Suppressing Duplicate Rows

How can we suppress duplicate rows of data when importing from Datatable to ExcelSheet using Aspose.Net

Hi,


Well, Aspose.Cells only provides means (APIs) to import data (which can be redundant or duplicated) from different data sources including data table, arrays, list etc., it does not provide any such feature to find out it there is any duplicate rows or records in the table, you have to use your own code or statements to accomplish your task. You may filter your records while retrieving it into data table, so Aspose.Cells could import data from the underlying datatable to your Excel worksheets.

By the way, I think you may use Distinct keyword in SQL Statement while retrieving data from your data source, see the topic for your reference:
http://stackoverflow.com/questions/1641718/how-to-select-unique-records-by-sql

Thank you.

Hi,

As discussed earlier, Aspose.Cells for .NET does not provide any means to suppress/remove duplicate data rows while importing the data from a DataTable. Therefore, you may have to write your own custom routines to remove the duplication from the DataTable before importing it to worksheet cells.

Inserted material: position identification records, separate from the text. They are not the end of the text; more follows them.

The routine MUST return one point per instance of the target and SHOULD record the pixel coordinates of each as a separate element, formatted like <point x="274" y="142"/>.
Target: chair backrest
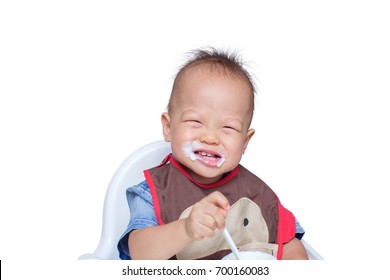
<point x="116" y="211"/>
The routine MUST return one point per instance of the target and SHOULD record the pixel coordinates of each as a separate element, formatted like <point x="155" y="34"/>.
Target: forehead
<point x="212" y="89"/>
<point x="196" y="76"/>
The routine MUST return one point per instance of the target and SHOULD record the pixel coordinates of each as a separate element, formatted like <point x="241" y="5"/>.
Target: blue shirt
<point x="142" y="215"/>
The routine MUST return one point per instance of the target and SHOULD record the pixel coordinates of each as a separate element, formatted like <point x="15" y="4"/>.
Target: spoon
<point x="231" y="244"/>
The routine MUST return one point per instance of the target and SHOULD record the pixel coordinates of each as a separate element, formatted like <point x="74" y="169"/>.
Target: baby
<point x="180" y="209"/>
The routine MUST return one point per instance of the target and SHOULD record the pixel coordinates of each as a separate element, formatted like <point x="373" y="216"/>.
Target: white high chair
<point x="116" y="211"/>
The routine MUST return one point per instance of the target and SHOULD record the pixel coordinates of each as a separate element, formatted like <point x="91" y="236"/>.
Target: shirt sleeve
<point x="141" y="215"/>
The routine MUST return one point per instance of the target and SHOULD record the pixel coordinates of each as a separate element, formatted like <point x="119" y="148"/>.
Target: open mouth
<point x="209" y="158"/>
<point x="195" y="151"/>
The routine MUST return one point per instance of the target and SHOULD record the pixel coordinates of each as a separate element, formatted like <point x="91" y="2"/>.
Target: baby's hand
<point x="207" y="215"/>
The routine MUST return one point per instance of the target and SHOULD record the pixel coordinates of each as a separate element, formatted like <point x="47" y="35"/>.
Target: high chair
<point x="116" y="211"/>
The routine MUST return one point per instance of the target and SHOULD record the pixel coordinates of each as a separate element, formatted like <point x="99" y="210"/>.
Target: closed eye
<point x="231" y="128"/>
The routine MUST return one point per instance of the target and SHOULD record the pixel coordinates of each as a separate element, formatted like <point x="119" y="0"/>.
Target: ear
<point x="166" y="126"/>
<point x="248" y="137"/>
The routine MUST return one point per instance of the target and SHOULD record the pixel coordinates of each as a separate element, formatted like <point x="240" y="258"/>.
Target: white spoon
<point x="231" y="244"/>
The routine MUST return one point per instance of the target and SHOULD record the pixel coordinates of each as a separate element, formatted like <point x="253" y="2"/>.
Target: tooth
<point x="192" y="157"/>
<point x="220" y="162"/>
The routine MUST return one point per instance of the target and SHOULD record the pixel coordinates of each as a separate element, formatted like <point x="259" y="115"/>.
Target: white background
<point x="83" y="84"/>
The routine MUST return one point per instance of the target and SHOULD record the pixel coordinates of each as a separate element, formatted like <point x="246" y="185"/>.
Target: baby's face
<point x="208" y="124"/>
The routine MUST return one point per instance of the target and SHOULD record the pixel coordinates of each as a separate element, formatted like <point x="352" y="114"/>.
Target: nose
<point x="209" y="137"/>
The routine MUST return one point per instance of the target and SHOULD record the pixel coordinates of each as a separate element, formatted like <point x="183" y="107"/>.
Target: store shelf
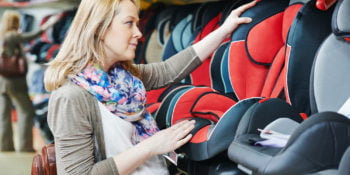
<point x="41" y="4"/>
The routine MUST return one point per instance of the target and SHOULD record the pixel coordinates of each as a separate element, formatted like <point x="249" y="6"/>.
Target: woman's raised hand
<point x="234" y="19"/>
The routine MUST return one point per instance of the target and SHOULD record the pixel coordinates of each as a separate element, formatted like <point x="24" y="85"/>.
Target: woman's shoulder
<point x="69" y="90"/>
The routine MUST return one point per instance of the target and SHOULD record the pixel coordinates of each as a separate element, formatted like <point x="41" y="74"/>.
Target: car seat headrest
<point x="324" y="4"/>
<point x="340" y="20"/>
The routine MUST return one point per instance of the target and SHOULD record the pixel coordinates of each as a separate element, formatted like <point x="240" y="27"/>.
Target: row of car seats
<point x="271" y="57"/>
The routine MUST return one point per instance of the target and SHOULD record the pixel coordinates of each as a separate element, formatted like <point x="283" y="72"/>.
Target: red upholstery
<point x="324" y="4"/>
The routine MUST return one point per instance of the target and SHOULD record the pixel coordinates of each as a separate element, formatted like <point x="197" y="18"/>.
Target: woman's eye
<point x="129" y="22"/>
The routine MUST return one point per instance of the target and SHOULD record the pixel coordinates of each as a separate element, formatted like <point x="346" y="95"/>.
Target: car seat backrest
<point x="309" y="30"/>
<point x="330" y="82"/>
<point x="253" y="48"/>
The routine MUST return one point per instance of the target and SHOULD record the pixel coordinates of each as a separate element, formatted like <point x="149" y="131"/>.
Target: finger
<point x="242" y="20"/>
<point x="183" y="141"/>
<point x="244" y="7"/>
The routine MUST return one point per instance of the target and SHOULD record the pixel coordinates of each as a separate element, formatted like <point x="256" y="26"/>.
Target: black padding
<point x="260" y="115"/>
<point x="344" y="167"/>
<point x="200" y="123"/>
<point x="160" y="115"/>
<point x="340" y="21"/>
<point x="318" y="144"/>
<point x="309" y="30"/>
<point x="221" y="136"/>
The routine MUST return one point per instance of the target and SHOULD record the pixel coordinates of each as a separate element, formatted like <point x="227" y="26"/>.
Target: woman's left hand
<point x="234" y="19"/>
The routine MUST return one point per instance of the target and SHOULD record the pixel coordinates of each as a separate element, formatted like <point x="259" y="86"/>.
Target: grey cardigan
<point x="74" y="117"/>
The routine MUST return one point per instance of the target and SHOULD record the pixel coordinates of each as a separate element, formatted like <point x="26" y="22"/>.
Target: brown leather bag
<point x="14" y="66"/>
<point x="45" y="163"/>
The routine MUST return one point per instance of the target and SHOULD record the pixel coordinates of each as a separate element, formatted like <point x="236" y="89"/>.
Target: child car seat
<point x="319" y="142"/>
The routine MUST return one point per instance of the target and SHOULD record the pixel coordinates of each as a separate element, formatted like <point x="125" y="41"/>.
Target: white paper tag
<point x="345" y="109"/>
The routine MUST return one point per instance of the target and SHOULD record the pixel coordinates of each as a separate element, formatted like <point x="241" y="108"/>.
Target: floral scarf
<point x="122" y="93"/>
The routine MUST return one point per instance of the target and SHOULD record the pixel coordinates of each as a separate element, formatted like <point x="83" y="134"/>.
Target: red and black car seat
<point x="204" y="144"/>
<point x="319" y="142"/>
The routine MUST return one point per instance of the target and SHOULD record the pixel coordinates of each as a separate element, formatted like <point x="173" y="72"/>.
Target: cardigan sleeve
<point x="173" y="70"/>
<point x="70" y="121"/>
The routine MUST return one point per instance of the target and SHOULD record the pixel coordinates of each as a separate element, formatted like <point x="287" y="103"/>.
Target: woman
<point x="14" y="91"/>
<point x="96" y="110"/>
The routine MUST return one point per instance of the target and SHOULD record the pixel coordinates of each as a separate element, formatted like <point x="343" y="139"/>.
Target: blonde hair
<point x="83" y="43"/>
<point x="10" y="22"/>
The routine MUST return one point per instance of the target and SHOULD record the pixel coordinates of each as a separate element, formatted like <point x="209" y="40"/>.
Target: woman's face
<point x="121" y="38"/>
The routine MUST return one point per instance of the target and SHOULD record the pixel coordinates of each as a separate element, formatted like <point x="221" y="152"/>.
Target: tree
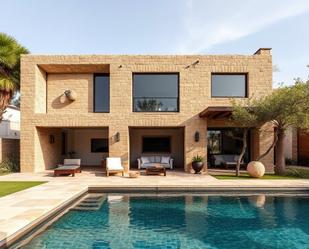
<point x="244" y="117"/>
<point x="285" y="107"/>
<point x="148" y="105"/>
<point x="10" y="52"/>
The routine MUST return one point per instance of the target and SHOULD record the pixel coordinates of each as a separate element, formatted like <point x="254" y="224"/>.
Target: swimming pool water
<point x="183" y="221"/>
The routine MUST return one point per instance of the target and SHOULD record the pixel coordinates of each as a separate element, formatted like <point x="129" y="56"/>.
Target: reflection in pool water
<point x="183" y="221"/>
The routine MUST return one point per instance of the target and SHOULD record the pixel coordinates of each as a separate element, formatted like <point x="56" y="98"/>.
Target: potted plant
<point x="197" y="164"/>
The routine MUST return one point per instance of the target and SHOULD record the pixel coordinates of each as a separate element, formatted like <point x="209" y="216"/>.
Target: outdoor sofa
<point x="69" y="166"/>
<point x="152" y="161"/>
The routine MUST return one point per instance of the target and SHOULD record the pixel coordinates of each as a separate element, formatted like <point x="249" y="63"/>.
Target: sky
<point x="165" y="27"/>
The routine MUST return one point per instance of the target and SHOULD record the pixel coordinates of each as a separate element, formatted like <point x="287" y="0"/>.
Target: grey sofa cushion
<point x="146" y="165"/>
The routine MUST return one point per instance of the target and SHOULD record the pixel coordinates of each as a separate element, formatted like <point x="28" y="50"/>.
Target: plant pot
<point x="197" y="167"/>
<point x="256" y="169"/>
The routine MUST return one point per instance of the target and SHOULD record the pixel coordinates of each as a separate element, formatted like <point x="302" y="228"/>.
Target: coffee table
<point x="67" y="170"/>
<point x="156" y="170"/>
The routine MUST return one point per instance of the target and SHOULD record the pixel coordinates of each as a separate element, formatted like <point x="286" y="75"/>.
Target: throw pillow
<point x="165" y="159"/>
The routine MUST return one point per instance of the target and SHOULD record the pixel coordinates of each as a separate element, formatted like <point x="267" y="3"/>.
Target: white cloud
<point x="208" y="23"/>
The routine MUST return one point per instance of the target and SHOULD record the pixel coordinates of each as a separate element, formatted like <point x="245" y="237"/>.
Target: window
<point x="99" y="145"/>
<point x="63" y="143"/>
<point x="229" y="85"/>
<point x="101" y="93"/>
<point x="156" y="144"/>
<point x="155" y="92"/>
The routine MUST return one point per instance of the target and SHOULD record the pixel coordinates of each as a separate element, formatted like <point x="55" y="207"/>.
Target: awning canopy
<point x="216" y="112"/>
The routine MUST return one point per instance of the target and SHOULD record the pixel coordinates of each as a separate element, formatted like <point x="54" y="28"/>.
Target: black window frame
<point x="157" y="73"/>
<point x="157" y="152"/>
<point x="246" y="85"/>
<point x="94" y="88"/>
<point x="91" y="143"/>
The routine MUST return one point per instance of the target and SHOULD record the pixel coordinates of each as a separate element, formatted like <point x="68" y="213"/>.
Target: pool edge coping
<point x="45" y="218"/>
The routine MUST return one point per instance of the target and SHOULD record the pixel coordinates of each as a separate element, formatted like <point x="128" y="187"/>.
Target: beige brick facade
<point x="44" y="79"/>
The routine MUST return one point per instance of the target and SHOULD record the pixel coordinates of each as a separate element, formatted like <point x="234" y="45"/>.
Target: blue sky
<point x="165" y="27"/>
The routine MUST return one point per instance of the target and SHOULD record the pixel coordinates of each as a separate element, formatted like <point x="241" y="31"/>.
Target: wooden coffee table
<point x="156" y="170"/>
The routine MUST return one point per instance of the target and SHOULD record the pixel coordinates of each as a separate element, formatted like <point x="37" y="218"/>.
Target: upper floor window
<point x="155" y="92"/>
<point x="229" y="85"/>
<point x="101" y="93"/>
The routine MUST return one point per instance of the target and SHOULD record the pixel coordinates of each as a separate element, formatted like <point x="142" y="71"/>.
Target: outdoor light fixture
<point x="117" y="137"/>
<point x="197" y="136"/>
<point x="51" y="139"/>
<point x="193" y="64"/>
<point x="70" y="94"/>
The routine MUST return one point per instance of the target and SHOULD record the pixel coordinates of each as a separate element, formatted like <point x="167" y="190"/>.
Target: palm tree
<point x="10" y="51"/>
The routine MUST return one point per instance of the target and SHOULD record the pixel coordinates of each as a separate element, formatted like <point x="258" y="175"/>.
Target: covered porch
<point x="155" y="143"/>
<point x="224" y="140"/>
<point x="90" y="144"/>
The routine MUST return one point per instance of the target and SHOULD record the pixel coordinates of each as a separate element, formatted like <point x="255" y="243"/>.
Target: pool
<point x="158" y="221"/>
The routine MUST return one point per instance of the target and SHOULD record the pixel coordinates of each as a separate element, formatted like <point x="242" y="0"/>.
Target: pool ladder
<point x="91" y="202"/>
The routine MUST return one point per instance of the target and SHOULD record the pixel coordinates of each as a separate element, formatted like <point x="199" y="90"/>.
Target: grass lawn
<point x="290" y="174"/>
<point x="8" y="187"/>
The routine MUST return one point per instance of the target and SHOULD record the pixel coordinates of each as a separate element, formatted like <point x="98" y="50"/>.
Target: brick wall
<point x="75" y="73"/>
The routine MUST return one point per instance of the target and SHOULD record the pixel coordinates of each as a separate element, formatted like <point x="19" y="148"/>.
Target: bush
<point x="290" y="161"/>
<point x="197" y="158"/>
<point x="9" y="165"/>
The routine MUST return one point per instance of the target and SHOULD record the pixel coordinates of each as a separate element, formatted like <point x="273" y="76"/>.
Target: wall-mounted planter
<point x="70" y="94"/>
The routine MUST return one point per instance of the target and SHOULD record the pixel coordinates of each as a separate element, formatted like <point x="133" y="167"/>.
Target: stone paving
<point x="21" y="210"/>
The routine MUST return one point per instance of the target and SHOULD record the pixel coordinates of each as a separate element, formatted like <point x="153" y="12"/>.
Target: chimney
<point x="263" y="51"/>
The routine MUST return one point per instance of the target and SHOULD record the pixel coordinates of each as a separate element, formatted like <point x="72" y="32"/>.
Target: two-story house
<point x="94" y="106"/>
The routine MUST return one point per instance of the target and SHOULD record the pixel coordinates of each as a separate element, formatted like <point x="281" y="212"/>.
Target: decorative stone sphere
<point x="256" y="169"/>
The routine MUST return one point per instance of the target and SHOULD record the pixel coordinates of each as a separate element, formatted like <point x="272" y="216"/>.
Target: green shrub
<point x="197" y="158"/>
<point x="9" y="165"/>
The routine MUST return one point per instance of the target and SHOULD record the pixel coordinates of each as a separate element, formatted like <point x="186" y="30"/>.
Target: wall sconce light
<point x="117" y="137"/>
<point x="193" y="64"/>
<point x="70" y="94"/>
<point x="197" y="136"/>
<point x="51" y="139"/>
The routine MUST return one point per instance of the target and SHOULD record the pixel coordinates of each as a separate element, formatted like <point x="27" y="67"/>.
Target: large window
<point x="101" y="93"/>
<point x="229" y="85"/>
<point x="155" y="92"/>
<point x="99" y="145"/>
<point x="156" y="144"/>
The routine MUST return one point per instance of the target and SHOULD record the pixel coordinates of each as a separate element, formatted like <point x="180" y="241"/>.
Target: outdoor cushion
<point x="165" y="159"/>
<point x="157" y="159"/>
<point x="150" y="164"/>
<point x="72" y="161"/>
<point x="165" y="165"/>
<point x="145" y="159"/>
<point x="152" y="159"/>
<point x="64" y="167"/>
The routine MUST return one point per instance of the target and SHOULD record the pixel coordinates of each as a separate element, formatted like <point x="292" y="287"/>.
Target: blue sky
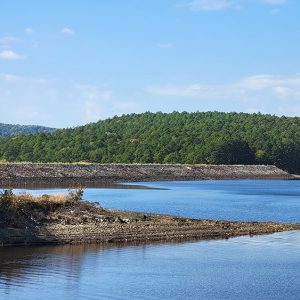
<point x="64" y="63"/>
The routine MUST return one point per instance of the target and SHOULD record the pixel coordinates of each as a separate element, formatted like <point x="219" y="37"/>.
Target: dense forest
<point x="194" y="138"/>
<point x="8" y="130"/>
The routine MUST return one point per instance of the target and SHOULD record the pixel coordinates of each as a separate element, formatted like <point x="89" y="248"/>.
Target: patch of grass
<point x="25" y="210"/>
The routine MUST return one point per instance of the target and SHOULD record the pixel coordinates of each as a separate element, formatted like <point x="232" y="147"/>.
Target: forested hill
<point x="209" y="138"/>
<point x="8" y="130"/>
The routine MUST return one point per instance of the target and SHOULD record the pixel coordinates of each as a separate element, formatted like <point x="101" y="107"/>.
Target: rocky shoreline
<point x="74" y="174"/>
<point x="86" y="223"/>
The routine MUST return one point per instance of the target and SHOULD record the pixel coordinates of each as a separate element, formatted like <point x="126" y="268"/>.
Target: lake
<point x="260" y="267"/>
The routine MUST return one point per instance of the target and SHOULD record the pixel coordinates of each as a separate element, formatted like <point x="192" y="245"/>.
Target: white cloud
<point x="165" y="45"/>
<point x="217" y="5"/>
<point x="274" y="1"/>
<point x="266" y="93"/>
<point x="6" y="41"/>
<point x="210" y="5"/>
<point x="29" y="30"/>
<point x="67" y="30"/>
<point x="259" y="86"/>
<point x="9" y="54"/>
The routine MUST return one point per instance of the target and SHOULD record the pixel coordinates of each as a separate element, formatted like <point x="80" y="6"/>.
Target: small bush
<point x="76" y="195"/>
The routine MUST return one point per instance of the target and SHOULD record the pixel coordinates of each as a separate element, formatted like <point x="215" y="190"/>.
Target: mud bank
<point x="85" y="223"/>
<point x="91" y="173"/>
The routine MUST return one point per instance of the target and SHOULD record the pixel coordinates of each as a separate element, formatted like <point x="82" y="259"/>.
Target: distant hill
<point x="194" y="138"/>
<point x="9" y="130"/>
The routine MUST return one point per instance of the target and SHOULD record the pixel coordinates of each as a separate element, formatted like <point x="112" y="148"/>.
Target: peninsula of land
<point x="45" y="221"/>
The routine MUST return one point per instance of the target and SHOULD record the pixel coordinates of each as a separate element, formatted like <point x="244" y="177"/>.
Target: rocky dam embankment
<point x="76" y="173"/>
<point x="83" y="222"/>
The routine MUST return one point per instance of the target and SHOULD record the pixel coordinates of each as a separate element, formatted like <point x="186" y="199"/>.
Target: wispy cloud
<point x="218" y="5"/>
<point x="29" y="30"/>
<point x="6" y="41"/>
<point x="165" y="45"/>
<point x="210" y="5"/>
<point x="11" y="55"/>
<point x="265" y="93"/>
<point x="281" y="86"/>
<point x="274" y="1"/>
<point x="37" y="100"/>
<point x="67" y="30"/>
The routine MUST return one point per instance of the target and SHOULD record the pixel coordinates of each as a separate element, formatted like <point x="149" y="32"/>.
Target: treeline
<point x="194" y="138"/>
<point x="8" y="130"/>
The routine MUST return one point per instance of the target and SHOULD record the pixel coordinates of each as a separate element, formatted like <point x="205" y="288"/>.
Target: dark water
<point x="261" y="267"/>
<point x="237" y="200"/>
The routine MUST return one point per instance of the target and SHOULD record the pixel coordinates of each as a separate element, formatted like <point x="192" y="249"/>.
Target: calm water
<point x="264" y="267"/>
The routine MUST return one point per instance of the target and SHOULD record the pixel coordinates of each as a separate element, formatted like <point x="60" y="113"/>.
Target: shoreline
<point x="17" y="174"/>
<point x="87" y="224"/>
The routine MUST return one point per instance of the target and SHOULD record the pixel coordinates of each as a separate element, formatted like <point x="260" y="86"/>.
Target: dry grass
<point x="24" y="209"/>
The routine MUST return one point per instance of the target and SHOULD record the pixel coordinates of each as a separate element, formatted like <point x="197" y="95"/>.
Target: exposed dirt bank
<point x="91" y="173"/>
<point x="82" y="222"/>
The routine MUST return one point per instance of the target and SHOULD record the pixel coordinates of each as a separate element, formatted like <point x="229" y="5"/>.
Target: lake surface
<point x="260" y="267"/>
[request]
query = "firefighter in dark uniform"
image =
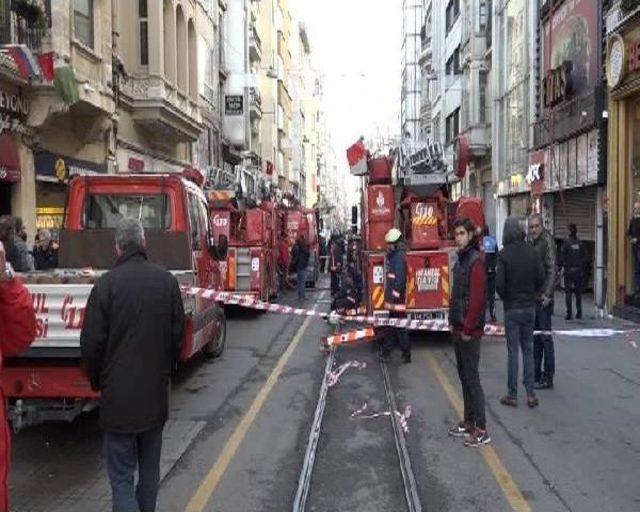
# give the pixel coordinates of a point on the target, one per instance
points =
(394, 295)
(572, 265)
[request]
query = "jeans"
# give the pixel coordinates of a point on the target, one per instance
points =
(518, 324)
(468, 361)
(491, 293)
(635, 251)
(573, 285)
(335, 283)
(301, 282)
(124, 452)
(396, 336)
(543, 345)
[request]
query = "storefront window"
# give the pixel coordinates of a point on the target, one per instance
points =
(634, 144)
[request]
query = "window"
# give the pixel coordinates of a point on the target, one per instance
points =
(105, 210)
(483, 15)
(453, 11)
(483, 104)
(197, 221)
(144, 32)
(453, 64)
(453, 126)
(83, 21)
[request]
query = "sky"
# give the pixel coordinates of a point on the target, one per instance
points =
(356, 45)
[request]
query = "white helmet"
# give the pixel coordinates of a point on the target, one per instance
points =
(393, 236)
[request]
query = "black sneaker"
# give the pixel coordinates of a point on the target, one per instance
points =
(477, 438)
(459, 430)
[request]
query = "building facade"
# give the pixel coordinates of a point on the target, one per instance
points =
(622, 36)
(54, 128)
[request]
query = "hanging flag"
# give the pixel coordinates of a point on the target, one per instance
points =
(27, 64)
(46, 65)
(65, 82)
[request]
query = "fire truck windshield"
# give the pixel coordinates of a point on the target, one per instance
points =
(103, 211)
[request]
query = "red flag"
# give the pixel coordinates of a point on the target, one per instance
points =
(46, 65)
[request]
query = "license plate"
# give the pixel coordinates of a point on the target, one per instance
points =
(426, 315)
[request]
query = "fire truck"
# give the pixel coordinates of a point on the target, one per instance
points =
(299, 221)
(414, 198)
(48, 383)
(249, 264)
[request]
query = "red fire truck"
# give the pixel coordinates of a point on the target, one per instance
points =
(416, 200)
(300, 221)
(48, 382)
(250, 263)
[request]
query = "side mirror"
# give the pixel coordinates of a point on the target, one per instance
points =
(213, 250)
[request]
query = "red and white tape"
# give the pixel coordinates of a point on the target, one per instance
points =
(248, 301)
(403, 417)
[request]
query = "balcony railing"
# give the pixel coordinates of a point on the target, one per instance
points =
(28, 24)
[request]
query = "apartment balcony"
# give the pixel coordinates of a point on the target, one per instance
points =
(165, 112)
(26, 25)
(426, 51)
(255, 104)
(479, 138)
(255, 45)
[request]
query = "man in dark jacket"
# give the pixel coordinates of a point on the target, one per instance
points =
(633, 233)
(394, 296)
(518, 280)
(300, 259)
(130, 339)
(466, 316)
(572, 266)
(543, 349)
(45, 252)
(490, 247)
(336, 256)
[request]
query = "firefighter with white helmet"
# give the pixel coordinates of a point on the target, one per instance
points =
(394, 295)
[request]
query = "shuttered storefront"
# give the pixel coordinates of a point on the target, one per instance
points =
(576, 206)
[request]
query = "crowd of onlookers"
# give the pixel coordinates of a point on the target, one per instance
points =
(42, 256)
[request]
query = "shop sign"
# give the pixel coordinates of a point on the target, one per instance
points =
(233, 105)
(616, 60)
(573, 35)
(557, 85)
(63, 167)
(13, 104)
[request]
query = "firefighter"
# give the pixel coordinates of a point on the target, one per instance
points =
(394, 295)
(335, 263)
(350, 294)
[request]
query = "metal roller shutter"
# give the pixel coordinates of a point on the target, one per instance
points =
(577, 206)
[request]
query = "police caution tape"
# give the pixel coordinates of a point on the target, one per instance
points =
(248, 301)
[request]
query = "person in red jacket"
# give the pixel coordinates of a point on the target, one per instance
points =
(17, 332)
(467, 318)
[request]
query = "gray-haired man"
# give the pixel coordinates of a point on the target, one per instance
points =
(131, 336)
(543, 348)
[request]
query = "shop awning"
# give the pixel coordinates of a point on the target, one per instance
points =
(9, 160)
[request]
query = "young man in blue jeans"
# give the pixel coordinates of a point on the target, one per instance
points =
(519, 278)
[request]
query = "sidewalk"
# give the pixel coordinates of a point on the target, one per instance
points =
(589, 319)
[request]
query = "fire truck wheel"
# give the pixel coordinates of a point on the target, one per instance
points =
(215, 346)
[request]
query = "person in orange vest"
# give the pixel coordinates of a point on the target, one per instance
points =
(17, 332)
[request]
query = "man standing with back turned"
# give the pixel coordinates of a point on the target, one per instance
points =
(543, 349)
(130, 339)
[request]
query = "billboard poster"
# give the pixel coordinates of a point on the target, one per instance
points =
(582, 159)
(571, 164)
(571, 35)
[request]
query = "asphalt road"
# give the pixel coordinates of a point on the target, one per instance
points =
(240, 424)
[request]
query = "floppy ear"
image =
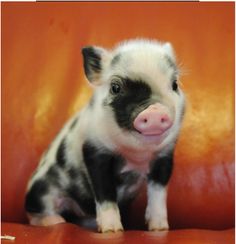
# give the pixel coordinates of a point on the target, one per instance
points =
(169, 50)
(93, 58)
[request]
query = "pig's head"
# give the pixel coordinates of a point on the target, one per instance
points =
(137, 98)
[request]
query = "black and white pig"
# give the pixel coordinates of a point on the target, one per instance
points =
(131, 122)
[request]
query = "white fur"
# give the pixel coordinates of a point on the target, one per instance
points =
(139, 59)
(156, 211)
(108, 217)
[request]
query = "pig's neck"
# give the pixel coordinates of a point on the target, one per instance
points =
(136, 159)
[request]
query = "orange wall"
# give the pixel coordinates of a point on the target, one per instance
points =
(43, 81)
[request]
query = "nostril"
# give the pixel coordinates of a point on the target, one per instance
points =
(163, 120)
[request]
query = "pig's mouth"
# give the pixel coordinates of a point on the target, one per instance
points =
(151, 133)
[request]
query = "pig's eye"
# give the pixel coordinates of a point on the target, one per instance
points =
(115, 88)
(174, 85)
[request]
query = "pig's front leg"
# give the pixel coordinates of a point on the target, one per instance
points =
(156, 211)
(101, 166)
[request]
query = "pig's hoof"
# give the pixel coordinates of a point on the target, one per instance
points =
(110, 228)
(46, 220)
(158, 225)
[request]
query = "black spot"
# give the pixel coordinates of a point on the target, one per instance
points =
(91, 102)
(73, 173)
(92, 61)
(115, 60)
(86, 202)
(80, 190)
(74, 123)
(60, 157)
(134, 97)
(53, 176)
(128, 178)
(102, 167)
(33, 201)
(161, 169)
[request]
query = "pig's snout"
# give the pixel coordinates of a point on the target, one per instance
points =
(154, 120)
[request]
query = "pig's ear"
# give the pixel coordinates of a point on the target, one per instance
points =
(169, 50)
(93, 58)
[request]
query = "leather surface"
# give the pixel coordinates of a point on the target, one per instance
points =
(43, 85)
(68, 233)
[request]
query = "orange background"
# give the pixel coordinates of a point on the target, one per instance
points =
(43, 84)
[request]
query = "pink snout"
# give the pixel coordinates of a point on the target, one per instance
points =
(154, 120)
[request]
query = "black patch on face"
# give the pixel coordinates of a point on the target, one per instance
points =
(102, 167)
(115, 60)
(134, 97)
(60, 157)
(33, 201)
(161, 169)
(53, 176)
(92, 61)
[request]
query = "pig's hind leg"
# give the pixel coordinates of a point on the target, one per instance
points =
(156, 211)
(101, 168)
(43, 204)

Please check the below provided code snippet that uses a Hashtable and an ArrayList for this purpose.

C#


public static DataTable RemoveDuplicateRows(DataTable dTable, string colName)
{
Hashtable hTable = new Hashtable();
ArrayList duplicateList = new ArrayList();
//Add list of all the unique item value to Hashtable, which stores combination of key, value pair.
//And add duplicate item value in ArrayList.
foreach (DataRow drow in dTable.Rows)
{
if (hTable.Contains(drow[colName]))
duplicateList.Add(drow);
else
hTable.Add(drow[colName], string.Empty);
}
//Removing duplicate items from DataTable.
foreach (DataRow dRow in duplicateList)
dTable.Rows.Remove(dRow);
//DataTable which contains unique records will be returned.
return dTable;
}

In case you have further questions or concerns, please feel free to write back any time.

Hi,

My intention is to ask if Aspose.cells, provide any functionality,using which we will be able to retain only first record from a set of duplicate records.

ex.

record1

record1

record1

record2

record2

It would become

record1

. (empty rows for duplicate records)

.

record2

.(empty row for duplicate records)

Hi there,

Thank you for writing back.

You can achieve your requirement by modifying the previously provided code snippet as follow,

  1. Sort the DataTable on a given column so that all duplicate rows are aligned
  2. Identify and store the duplicate rows
  3. Iterate over the list of duplicate entries
  • Remove the duplicate row
  • Insert an empty row
C#

public static DataTable SupressDuplicateRows(DataTable dTable, string colName)
{
Hashtable hTable = new Hashtable();
ArrayList duplicateList = new ArrayList();
//Sort the DataTable on a given Column
//So that all duplicate rows are aligned
dTable.DefaultView.Sort = colName + " ASC";
//Store the sorted DataTable
dTable = dTable.DefaultView.ToTable();
//Add duplicate item value in arraylist
foreach (DataRow drow in dTable.Rows)
{
if (hTable.Contains(drow[colName]))
duplicateList.Add(drow);
else
hTable.Add(drow[colName], string.Empty);
}

//Supressing duplicate items from datatable
foreach (DataRow dRow in duplicateList)
{
//Get the index of duplicate row
int index = dTable.Rows.IndexOf(dRow);
//Remove the row
dTable.Rows.Remove(dRow);
//Insert an empty row at same index
dTable.Rows.InsertAt(dTable.NewRow(), index);
}
return dTable;
}

I have tested the method on my end, and it works as expected. Please let us know if you need further assistance in this regard.